Much of my life in America is invisible to the people around me. Mr has some cross over, but sometimes I think about my childhood, my 20s, and it just all feels like an alien dimension that I imagined because there's no touch stone except a handful of artifacts I brought along with me.
Edited Date: 2023-10-09 11:09 am (UTC)

(no subject)

Date: 2023-10-09 11:33 pm (UTC)
cosmicjellyfish: A keyboard with little weeds sprouting between the keys. (Default)
From: [personal profile] cosmicjellyfish


Thank you for sharing this. It resonated with me too, albeit for different reasons. I'm also sorry people make assumptions about your dialect - that must feel extra-alienating. (Sports shoes are "takkies" to me! I've edited my own childhood dialect a lot to fit in with British English[es], but that one is forever.)

(no subject)

Date: 2023-10-13 06:23 pm (UTC)
silveradept: A kodama with a trombone. The trombone is playing music, even though it is held in a rest position (Default)
From: [personal profile] silveradept
Thank you for sharing that. I think I've managed some of the same things, even though I haven't actually left the country, just gone from Great Lakes to Dragon Conspiracy Territory. I still feel that tug, though, about wanting to go back and say hi to all the relatives and catch up on everything in person, in the pavillion where the reunion happens, because that's the place where it happens, even if we could probably do some of that virtually.
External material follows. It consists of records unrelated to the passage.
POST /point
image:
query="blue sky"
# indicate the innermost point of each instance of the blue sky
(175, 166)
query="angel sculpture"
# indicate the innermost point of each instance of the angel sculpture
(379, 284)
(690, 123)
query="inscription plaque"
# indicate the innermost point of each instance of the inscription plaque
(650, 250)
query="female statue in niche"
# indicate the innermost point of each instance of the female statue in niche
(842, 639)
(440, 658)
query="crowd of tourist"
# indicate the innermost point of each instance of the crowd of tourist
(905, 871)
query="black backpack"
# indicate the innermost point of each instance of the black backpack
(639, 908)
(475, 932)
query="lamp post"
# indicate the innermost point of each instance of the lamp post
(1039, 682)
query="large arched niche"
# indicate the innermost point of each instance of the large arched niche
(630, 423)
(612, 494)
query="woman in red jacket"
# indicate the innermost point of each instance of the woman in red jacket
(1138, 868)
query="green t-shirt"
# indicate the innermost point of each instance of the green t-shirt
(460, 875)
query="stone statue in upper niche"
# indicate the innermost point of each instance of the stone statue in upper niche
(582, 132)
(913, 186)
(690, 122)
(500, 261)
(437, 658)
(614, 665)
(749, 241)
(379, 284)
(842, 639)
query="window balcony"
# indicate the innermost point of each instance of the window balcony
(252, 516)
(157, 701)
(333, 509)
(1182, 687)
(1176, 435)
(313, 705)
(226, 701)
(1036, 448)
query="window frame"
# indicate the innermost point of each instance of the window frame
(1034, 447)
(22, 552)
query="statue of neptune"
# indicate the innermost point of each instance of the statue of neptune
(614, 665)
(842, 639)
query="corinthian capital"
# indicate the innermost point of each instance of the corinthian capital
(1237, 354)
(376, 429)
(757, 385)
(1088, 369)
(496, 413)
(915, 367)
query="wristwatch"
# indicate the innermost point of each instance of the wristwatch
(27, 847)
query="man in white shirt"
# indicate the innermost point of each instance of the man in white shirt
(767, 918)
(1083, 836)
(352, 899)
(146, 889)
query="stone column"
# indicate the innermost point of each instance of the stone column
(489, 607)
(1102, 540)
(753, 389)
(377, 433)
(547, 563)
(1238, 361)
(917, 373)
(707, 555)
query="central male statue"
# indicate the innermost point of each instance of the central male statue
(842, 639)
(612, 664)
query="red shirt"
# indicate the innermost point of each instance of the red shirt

And how much I just won't be able to do it, because of the way the situation is now, and how much I might, upon going back, realize how different I have become by not having been there for as long as I have.

(no subject)

Date: 2023-10-15 08:03 pm (UTC)
jesse_the_k: Wisconsin license plate "B KRE8V" (Wisconsin Creative)
From: [personal profile] jesse_the_k

Perhaps because I moved from the east coast directly to the Badger State, I've always thought the cities was typical Minnesota vocabulary.

Language can be so fascinating and so frustrating.